In announcing the close of the deal Tuesday, Lilium CEO and co-founder Daniel Wiegand celebrated the next step.
“In 2015, with the clear vision that the decarbonization of aviation is inevitable, we set out to build a team and product that would radically transform the way the world moves,” he said. “Six years and five generations of technology demonstrator aircraft later, we’re closer than ever to this goal.
“Today’s milestone will bring us even closer to launching our service in 2024 and making sustainable, high-speed regional air travel a reality to communities around the world.”
The company initially expected to receive $830 million but now will get about $584 million in proceeds after 65 percent of Qell shareholders chose to redeem their shares. The transaction values the company at $3.3 billion pro forma equity value.
Qell, which targets markets across next-generation mobility, transportation, and sustainable industrial technology, was founded last year by CEO and Director Barry Engle along with Director Sam Gabbita. It’s based in Redwood City, California.
The merger with Qell makes Lilium the third developer in the vertical takeoff and landing industry to go public in recent weeks.

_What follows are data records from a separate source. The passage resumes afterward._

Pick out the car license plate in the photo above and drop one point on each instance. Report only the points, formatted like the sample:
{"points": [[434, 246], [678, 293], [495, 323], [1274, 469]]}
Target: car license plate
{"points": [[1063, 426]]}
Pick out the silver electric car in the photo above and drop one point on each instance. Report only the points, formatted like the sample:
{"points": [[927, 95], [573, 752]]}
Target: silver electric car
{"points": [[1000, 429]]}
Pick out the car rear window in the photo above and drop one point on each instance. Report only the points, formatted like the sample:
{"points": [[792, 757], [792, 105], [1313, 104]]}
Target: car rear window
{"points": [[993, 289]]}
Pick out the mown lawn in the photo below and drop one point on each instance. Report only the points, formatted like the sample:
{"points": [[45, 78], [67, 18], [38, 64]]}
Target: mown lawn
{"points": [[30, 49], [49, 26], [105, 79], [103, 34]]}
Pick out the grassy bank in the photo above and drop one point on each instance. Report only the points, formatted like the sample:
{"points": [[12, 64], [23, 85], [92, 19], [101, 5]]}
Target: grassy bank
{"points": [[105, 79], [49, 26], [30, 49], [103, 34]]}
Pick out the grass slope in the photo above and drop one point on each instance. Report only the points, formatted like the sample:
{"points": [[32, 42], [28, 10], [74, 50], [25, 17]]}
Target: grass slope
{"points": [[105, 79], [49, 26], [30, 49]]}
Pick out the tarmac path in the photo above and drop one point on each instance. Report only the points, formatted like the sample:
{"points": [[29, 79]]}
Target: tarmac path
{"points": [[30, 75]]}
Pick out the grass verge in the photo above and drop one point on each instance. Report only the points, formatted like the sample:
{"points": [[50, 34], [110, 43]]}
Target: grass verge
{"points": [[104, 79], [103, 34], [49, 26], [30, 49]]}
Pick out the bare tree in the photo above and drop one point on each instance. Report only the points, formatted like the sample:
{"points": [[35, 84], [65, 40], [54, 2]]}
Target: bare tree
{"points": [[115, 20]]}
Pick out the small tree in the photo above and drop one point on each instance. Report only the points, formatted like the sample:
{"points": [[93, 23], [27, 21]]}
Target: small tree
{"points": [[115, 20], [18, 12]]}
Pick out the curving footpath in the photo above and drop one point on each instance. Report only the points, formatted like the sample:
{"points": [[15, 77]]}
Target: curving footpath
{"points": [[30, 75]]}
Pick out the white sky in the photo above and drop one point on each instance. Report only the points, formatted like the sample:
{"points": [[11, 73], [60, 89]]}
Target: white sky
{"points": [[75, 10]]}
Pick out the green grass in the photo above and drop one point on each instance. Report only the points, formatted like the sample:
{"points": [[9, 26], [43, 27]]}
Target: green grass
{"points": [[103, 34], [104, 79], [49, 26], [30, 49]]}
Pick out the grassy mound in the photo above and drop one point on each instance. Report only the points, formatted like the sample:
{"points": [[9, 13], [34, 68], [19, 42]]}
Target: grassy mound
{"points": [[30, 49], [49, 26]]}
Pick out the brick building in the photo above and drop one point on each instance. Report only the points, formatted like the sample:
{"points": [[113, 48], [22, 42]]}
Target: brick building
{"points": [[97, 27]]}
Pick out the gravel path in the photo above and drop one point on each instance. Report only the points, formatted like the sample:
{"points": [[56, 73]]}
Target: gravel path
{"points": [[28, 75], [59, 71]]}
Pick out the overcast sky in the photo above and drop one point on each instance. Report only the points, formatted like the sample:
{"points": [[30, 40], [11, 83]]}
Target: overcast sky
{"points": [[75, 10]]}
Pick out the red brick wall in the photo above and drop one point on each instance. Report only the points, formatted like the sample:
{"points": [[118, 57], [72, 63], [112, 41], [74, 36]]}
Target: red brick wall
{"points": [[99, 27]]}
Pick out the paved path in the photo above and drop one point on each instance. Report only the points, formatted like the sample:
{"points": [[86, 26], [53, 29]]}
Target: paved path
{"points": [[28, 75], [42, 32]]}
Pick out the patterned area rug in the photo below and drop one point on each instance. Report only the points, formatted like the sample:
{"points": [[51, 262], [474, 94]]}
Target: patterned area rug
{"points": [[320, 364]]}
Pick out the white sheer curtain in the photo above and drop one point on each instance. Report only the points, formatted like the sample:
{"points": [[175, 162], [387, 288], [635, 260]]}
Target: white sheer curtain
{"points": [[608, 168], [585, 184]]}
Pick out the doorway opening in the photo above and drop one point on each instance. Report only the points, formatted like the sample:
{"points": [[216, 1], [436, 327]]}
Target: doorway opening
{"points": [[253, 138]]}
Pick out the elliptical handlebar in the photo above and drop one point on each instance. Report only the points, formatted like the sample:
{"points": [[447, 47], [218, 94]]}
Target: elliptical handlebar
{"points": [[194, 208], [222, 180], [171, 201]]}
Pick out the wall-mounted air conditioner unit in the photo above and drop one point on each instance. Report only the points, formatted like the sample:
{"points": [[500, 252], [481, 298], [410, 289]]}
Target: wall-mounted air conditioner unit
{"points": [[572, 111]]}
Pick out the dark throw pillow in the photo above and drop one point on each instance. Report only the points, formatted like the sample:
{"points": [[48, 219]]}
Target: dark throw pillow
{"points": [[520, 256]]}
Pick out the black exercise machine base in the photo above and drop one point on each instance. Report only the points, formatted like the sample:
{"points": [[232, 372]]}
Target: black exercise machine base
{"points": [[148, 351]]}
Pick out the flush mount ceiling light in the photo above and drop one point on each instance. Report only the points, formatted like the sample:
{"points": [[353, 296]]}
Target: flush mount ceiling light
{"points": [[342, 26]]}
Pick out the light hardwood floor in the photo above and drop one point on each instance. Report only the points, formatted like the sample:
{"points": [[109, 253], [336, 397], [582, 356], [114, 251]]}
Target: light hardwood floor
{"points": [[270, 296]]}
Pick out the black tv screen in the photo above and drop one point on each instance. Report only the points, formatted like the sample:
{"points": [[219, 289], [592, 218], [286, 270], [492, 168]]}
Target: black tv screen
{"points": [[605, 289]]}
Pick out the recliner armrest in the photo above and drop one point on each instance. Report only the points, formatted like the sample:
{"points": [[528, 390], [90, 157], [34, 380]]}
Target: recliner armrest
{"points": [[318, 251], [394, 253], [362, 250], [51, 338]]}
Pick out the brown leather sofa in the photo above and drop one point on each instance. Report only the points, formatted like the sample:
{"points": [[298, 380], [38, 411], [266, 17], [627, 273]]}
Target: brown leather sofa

On Aug. 11, eVTOL competitor Joby listed on the NYSE after a SPAC deal with Reinvent Technology Partners. And Archer Aviation is expected to go public Friday after shareholders approved a merger with Atlas Crest Investment Corp. SPACs have gained popularity as a way for companies to secure funding by allowing them to offer stocks without going through the traditional, and cumbersome, process of becoming a publicly traded company.
Details About the Aircraft
Lilium was founded in 2015 by four graduates of the Technical University of Munich who were seeking to design a more efficient ducted-fan powered air taxi than competing airframes, eliminating the now-traditional use of quad-copter technology.
Since its initial launch, the company has gone through several prototypes. A five-seater demonstrator reportedly was lost in a ground fire in early 2020. Non-crewed flight tests resumed in July, according to a recent Reddit ”Ask Me Anything.”
A newer seven-seater iteration that can carry a pilot and up to six passengers is expected to begin crewed testing at the end of 2022, officials said.
In 2018, Lilium applied concurrently for EASA and FAA type certification for the seven-seater.
The aircraft’s motors are designed to rotate to vector thrust for vertical flight or horizontal flight. Multiple electric motors are embedded in rows on the forward canard and trailing edges of the 46-foot main wing, for a total of 36 ducted fans. The seven-seater aircraft is expected to measure 28 feet long. It’s designed to cruise at 10,000 feet at about 150 knots (175 mph) with a range of about 130 nm (150 miles), allowing for quick hops.
The company is aiming for a commercial launch in 2024, possibly in Florida, including a handful of vertiports. Lilium officials have said they’re also looking at potential U.S. markets in California, Texas, and the Northeast. Lilium officials have said they’re also considering the possibility of a cargo variant of the aircraft.